Just when I was about to kick down the bathroom door the other person came out. And thank god for that person timing because had they not come out at that exact time we might not have such cinematic masterpieces as Transformers II or Indiana Jones VIII. Just kidding, it wasn’t really Shia.
More recently, I was traveling from Boston to Seattle. I had been in meetings all day, was exhausted, thirsty, and hungry. I had an hour or so before my flight so I stopped for a bite to eat and a couple beers at the airport bar dealy by the gate. Honestly, just two beers. As per usual, I wait until the last minute, take care of business, and get on the plane just as the doors are closing. I guess I was more tired than I thought because just as I sat down I was out. I awoke some two hours later (at least it felt like that) and we were still taxiing. I asked the guy next to me if I missed the announcement that the pilot had decided to drive the plane to Seattle and he said “no”. Uh oh, choo, choo…the freight train was coming! Finally though, wheels up, first ding, second ding, but I can’t stand it anymore. I’m going to burst. We’re still climbing, but I don’t care. I bolt out of my seat and as I get closer to the bathrooms I see that the stewardess’ are sitting with their backs facing the bathrooms. Hazaah! I’ll just slide in before they have a chance to stop me. Closer, almost there…holy shit, the bathrooms are all locked. Those bitches locked the doors for take off! Now what? Think, damin it, think. I’m almost there and it hits me…okay…look panicked at the ladies and cover your mouth with both hands…when they notice you convulse slightly, but not too much so they freak out. Success! One of them springs up like a mother with a sick kid and shoulder checks the door like she was Cam Neely or Gordy Howe or some other hockey player.

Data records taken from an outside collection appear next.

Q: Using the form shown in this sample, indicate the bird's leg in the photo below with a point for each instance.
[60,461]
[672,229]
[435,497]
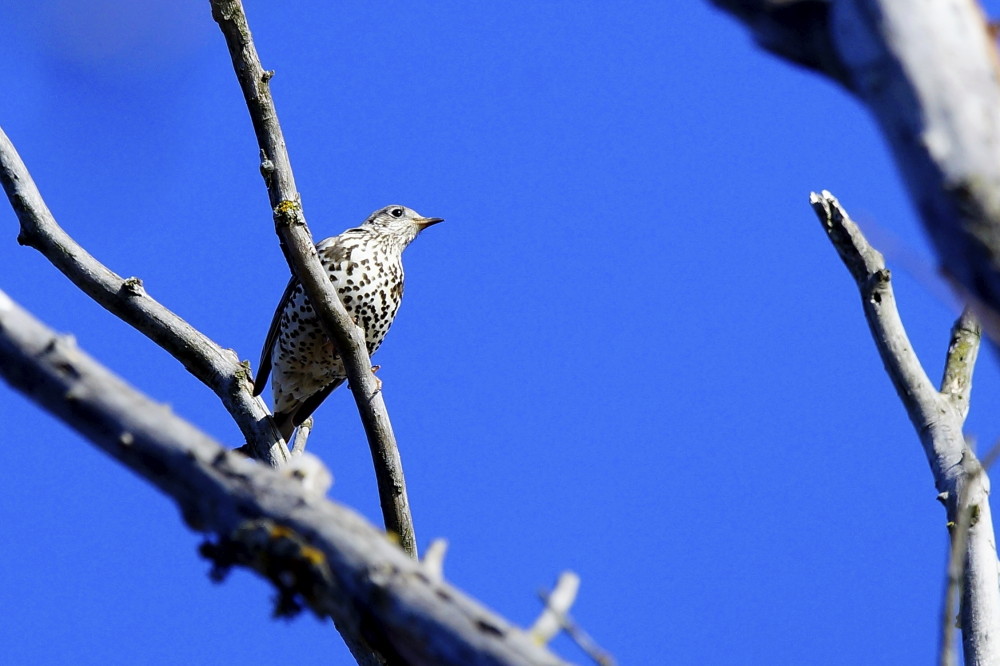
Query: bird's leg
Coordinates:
[301,435]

So there I am doing my business, faking puke sounds, and all the while that god damned fasten seat belt signal is shining brightly in my face.And before you say anything I’m quite aware that this “condition” is probably half physical and half mental. And yes, I have traced the mental part back to a bit of childhood trauma. When I was seven years old I got up to go potty and there before the bathroom door was the ghost of Christopher Cross. I was paralyzed. Or maybe I was memorized by the melodic and dulcet tones as he sang Sailing over and over again. Two hours later I had pissed my pants and my mom found me passed out on the hallway floor. To this day I can’t listen to anything by that bastard without wetting my self.